An indexed file is a type of file organization where data records are stored in an index structure ordered by the primary key; data can be retrieved using index structures ordered by primary or alternate keys or sequentially. Indexed files can be created using the CREATE/FDL command with a valid FDL file. Important considerations when designing an indexed file are the depth of an index and bucket size.
When a program sequentially accesses an indexed file, RMS uses one or more indexes to determine the order in which to process the file records. Because index entries are ordered by key values, an index represents a logical ordering of the records in the file. If you define more than one key for the file, each index associated with a key represents a different logical ordering of the records in the file. Your program can then use the sequential access mode to retrieve records in the logical order represented by any index.

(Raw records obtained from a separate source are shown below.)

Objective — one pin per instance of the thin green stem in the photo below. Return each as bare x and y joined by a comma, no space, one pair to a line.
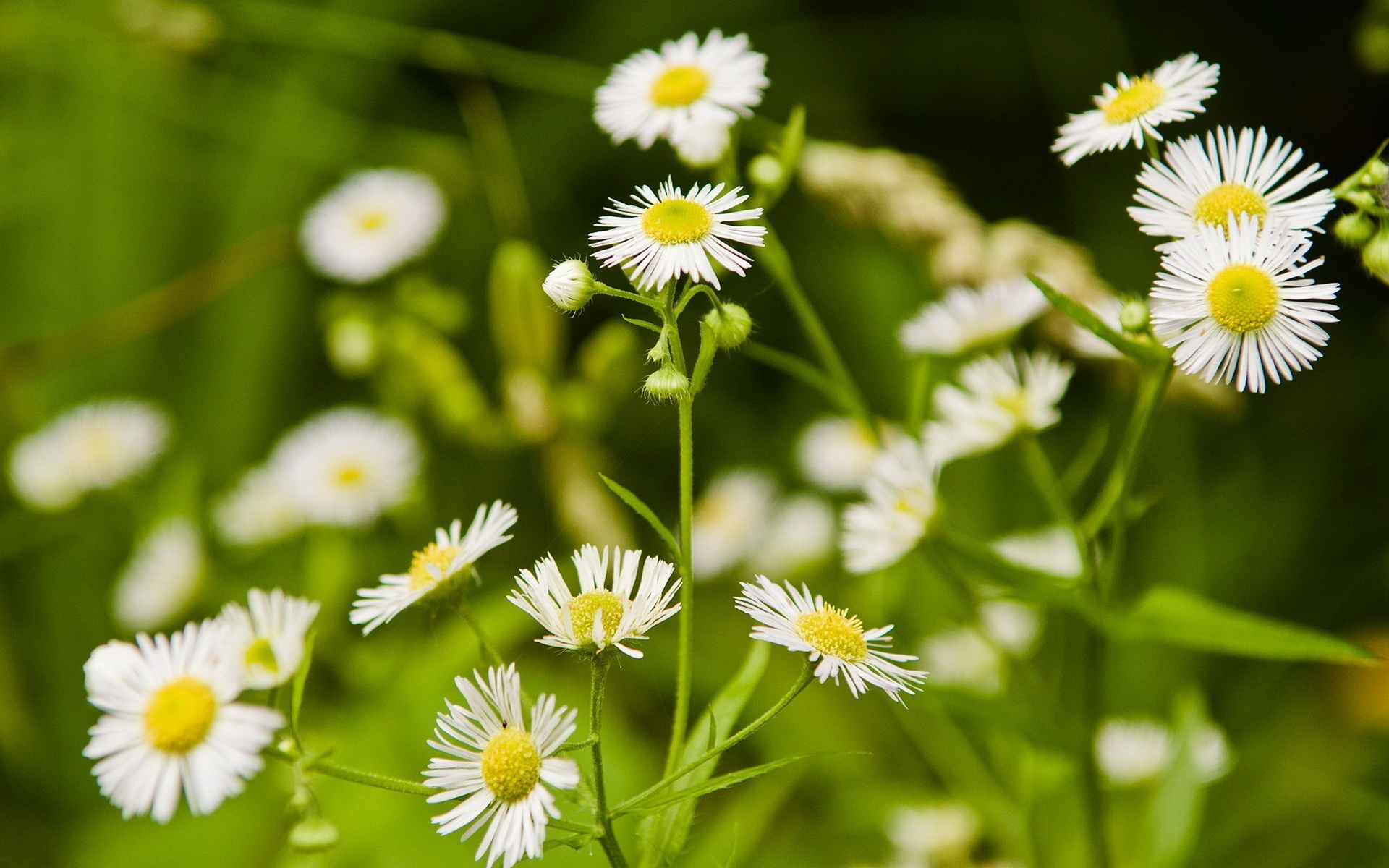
598,684
807,674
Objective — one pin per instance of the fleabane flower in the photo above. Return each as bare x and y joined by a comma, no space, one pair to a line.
1203,182
345,467
1134,107
600,616
502,771
664,234
898,511
966,320
688,93
998,398
267,635
1235,305
89,448
373,223
434,567
804,623
170,723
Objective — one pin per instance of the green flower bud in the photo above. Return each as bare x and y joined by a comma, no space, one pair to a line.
667,383
570,285
729,324
1354,229
313,835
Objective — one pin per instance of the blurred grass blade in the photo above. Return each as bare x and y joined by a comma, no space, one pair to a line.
1184,618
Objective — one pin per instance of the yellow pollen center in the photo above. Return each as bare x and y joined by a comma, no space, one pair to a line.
677,221
1215,206
833,634
179,715
603,605
1138,99
510,764
261,655
679,87
434,555
1242,297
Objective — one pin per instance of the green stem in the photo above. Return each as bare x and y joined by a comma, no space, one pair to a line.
806,676
774,256
599,665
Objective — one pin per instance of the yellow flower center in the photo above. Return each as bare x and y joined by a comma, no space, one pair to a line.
179,715
679,87
434,555
590,605
510,764
1215,206
677,221
833,634
261,655
1138,99
1242,297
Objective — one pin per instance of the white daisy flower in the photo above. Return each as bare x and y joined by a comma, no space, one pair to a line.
966,320
89,448
268,641
667,234
898,511
1129,111
806,624
836,454
1203,184
259,510
998,398
161,576
599,617
729,520
1239,309
170,723
345,467
371,223
502,771
434,567
688,93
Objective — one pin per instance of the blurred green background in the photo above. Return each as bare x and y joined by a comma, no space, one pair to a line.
129,157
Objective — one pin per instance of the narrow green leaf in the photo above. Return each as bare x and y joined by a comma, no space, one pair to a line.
1180,617
645,511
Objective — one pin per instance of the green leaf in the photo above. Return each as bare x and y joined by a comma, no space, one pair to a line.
666,833
645,511
1180,617
689,795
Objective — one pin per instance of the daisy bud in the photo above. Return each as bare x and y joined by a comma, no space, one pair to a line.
667,383
1354,229
570,285
729,324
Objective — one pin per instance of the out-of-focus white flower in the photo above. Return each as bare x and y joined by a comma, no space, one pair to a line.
688,93
93,446
373,223
347,466
161,576
731,519
836,454
966,320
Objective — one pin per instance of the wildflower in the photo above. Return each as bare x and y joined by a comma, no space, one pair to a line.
434,567
371,223
688,93
599,617
806,624
170,723
1239,307
667,234
1132,110
502,771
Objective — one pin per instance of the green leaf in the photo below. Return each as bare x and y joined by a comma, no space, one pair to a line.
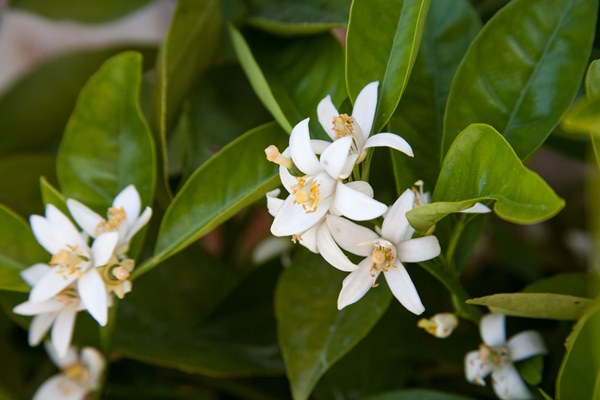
291,76
522,71
382,44
417,394
420,114
578,376
189,315
107,144
289,17
312,333
535,305
18,250
232,179
475,169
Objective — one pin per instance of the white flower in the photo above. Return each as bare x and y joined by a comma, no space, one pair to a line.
72,260
123,217
81,374
320,190
496,356
440,325
384,253
358,127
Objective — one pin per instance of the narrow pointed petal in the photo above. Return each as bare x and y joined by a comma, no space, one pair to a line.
35,273
508,385
301,149
50,285
492,329
356,284
417,250
357,206
326,111
129,200
403,289
526,344
395,225
350,236
292,219
62,331
87,219
138,224
364,108
391,140
475,368
331,252
335,156
103,248
92,291
39,326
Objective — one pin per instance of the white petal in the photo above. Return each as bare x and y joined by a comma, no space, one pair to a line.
326,111
60,387
417,250
138,224
395,225
129,200
526,344
355,205
478,208
87,219
364,108
356,284
35,273
62,331
492,329
92,291
403,289
39,326
350,236
273,202
103,248
331,252
95,364
392,140
301,149
508,384
334,157
475,368
51,284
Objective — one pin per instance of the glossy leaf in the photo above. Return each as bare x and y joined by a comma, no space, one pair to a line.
535,305
189,315
291,17
475,169
523,71
291,76
232,179
312,333
76,10
107,144
578,375
449,29
382,44
18,250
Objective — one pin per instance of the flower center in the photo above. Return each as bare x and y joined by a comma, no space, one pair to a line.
115,217
68,261
306,195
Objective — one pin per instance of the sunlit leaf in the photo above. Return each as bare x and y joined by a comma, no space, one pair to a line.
382,44
523,71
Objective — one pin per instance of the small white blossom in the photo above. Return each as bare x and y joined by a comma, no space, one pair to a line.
80,375
496,356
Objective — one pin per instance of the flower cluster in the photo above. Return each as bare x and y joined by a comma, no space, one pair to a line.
80,275
324,201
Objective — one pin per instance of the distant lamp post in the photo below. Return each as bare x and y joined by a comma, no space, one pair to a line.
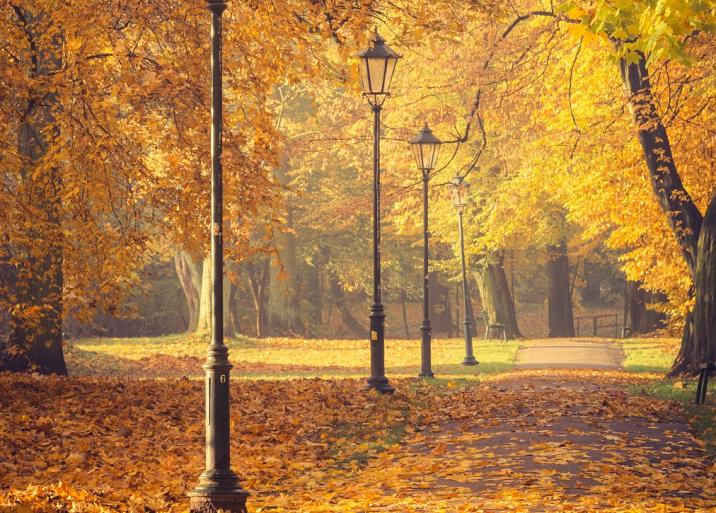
218,487
425,147
459,188
377,65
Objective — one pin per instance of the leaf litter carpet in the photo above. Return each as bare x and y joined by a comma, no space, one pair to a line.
525,441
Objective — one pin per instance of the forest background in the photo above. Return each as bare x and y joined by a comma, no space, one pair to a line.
585,128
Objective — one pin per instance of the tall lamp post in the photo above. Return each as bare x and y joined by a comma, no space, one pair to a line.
218,487
377,65
425,147
459,188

To retrieve records sequentially from an indexed file, your program must first specify a key of reference (for example, primary key, first alternate key, second alternate key, and so on). For successive retrievals, RMS uses the appropriate index to retrieve records based on how the records are ordered in the index.

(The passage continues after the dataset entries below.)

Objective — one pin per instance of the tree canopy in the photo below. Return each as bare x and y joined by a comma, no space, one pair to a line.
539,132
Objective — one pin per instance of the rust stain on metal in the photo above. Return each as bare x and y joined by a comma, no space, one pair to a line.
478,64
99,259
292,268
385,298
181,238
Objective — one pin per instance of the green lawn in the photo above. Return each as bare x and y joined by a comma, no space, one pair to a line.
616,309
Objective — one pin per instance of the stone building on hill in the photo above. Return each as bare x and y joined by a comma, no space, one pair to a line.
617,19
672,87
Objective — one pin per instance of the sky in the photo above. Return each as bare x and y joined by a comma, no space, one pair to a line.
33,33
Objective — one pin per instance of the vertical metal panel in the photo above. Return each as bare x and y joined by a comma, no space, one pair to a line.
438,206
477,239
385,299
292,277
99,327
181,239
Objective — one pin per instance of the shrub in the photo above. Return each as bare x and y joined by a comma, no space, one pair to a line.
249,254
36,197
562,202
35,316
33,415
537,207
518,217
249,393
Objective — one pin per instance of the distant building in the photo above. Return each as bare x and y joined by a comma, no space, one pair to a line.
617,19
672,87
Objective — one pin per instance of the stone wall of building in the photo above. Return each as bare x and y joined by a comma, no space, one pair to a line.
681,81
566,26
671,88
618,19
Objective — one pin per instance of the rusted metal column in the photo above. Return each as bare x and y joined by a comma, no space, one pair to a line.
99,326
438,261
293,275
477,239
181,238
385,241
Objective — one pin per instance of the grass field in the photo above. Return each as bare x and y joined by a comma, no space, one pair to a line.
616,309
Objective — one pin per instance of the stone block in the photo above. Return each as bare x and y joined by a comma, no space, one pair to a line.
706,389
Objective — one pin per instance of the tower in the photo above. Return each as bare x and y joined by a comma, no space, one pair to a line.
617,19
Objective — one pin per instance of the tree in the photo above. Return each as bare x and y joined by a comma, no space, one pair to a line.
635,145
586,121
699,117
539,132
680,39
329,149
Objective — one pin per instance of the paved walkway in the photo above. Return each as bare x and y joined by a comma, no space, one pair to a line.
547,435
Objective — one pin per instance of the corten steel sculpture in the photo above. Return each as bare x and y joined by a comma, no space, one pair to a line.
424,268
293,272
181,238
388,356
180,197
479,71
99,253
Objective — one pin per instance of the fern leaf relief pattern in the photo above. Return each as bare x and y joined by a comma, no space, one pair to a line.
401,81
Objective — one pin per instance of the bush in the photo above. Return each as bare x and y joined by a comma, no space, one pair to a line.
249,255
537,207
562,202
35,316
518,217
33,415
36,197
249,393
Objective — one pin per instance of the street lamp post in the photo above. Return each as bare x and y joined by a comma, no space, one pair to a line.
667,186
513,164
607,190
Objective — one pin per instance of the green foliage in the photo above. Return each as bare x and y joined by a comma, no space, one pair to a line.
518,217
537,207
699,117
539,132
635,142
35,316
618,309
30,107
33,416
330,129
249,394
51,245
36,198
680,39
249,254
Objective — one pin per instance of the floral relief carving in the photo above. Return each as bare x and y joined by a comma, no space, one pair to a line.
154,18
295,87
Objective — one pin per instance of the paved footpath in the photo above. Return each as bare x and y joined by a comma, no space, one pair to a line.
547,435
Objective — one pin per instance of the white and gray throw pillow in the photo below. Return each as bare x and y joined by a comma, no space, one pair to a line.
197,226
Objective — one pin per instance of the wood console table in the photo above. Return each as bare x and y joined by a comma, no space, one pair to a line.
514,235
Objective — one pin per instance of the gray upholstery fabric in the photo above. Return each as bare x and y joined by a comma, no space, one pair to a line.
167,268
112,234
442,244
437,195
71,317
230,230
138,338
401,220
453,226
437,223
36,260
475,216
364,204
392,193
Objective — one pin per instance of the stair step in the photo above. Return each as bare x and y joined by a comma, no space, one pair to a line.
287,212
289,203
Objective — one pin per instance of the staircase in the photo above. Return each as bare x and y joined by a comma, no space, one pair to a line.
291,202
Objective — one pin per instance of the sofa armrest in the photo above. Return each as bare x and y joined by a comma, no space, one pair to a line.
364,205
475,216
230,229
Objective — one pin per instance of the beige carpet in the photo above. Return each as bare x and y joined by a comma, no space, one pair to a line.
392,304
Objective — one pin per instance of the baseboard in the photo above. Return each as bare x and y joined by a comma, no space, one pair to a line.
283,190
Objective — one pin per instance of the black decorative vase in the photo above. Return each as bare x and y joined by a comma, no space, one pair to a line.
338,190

If RMS accesses the index in ascending sort order, it returns the record with a key value equal to or higher than the key value in the previously accessed record. Conversely, if RMS accesses records in descending order, it accesses the next record having a key value equal to or lower than the key value in the previously accessed record. In contrast to a request to retrieve data sequentially from an indexed file, a request to store data sequentially in an indexed file does not require a key of reference. Rather, RMS uses the definition of the primary key to place the record in the primary index and, where applicable, uses the definition of the appropriate alternate key to place a record pointer in the alternate index.
To randomly access a record from an indexed file, your program must specify both a key value and the index that RMS must search (for example, primary index, first alternate key index, and so on). When RMS finds a record with a matching key value, it passes the record to your program.